Some things I taught my children about survival

Charles Latham

Charles Latham
Guest Columnist

    Here we go again, another unarmed black teen shot to death by the police.
    I understand that each case is different and opinions vary as to who’s at fault. I won’t get into that debate, because the bottom line is that another young person has lost his life when it could have been avoided.
    I have been blessed with one son and two daughters. I can only teach them what I know and things I’ve experienced in life.
    One thing I taught my daughters was not to allow men to abuse them physically or verbally. I taught my son how to survive as a black man in the USA.
    They all learned that education is the key to achieving the American dream, but also that there would be times when they would have to make life or death decisions in a split second. Oftentimes that decision is made based on what their parents have taught them.
    Growing up as a black teen in Grenada during the Civil Rights Movement taught me a lot about police brutality.
    More importantly, I learned about the power that law enforcement had in the community.
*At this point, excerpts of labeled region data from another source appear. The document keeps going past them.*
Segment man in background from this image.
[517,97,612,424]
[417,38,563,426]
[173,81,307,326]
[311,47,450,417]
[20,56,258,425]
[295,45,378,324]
If stopped by the police, I expected that they would hurt me with the least provocation. I was once picked up for walking and having an Afro comb in my back pocket. After driving me around town threatening me for a while, the police put me out of the car on the other side of town. I didn’t mind, because at least I was able to walk home alive.
    Coming home alive was the most important lesson I taught my son. The first thing that he had to understand is that he is (and always will be) a black man. That means that there will be those that have certain perceptions about you without even knowing you.
    So when confronted by law enforcement, don’t confirm the negative perceptions. Act like you know your rights. You don’t have to get in the officer’s face and yell, “I know my rights.” Just act like you do by complying.
    And if you don’t understand the command, seek clarification by asking the officer politely, and remaining cool-headed.
    Take a mental note of the officer’s name and badge number, date and time of the incident and officer’s stated reason for stopping you. This will generally change the officer’s perception of you. And when they understand (by your actions) that you know your rights, they will generally let you go.
    If arrested or detained, my son was taught to just say “call my dad.” Keep in mind that in some cases, even when you do everything right, some will kill you anyway.
    Race has been, and always will be, a factor in this country. We all have perceptions about other races. And the police are no different. After all, they come from the same communities they are sworn to protect and serve.
    The lack of communication and failure to seek culture understanding of those different from us will continue to lead to deadly confrontations between police and young men of color. We must understand the world we live in, and teach our children how to survive. Some may see this as being pacifistic or even cowardly. But the bottom line is that I wanted my son to survive his inevitable encounter with law enforcement and to come home alive.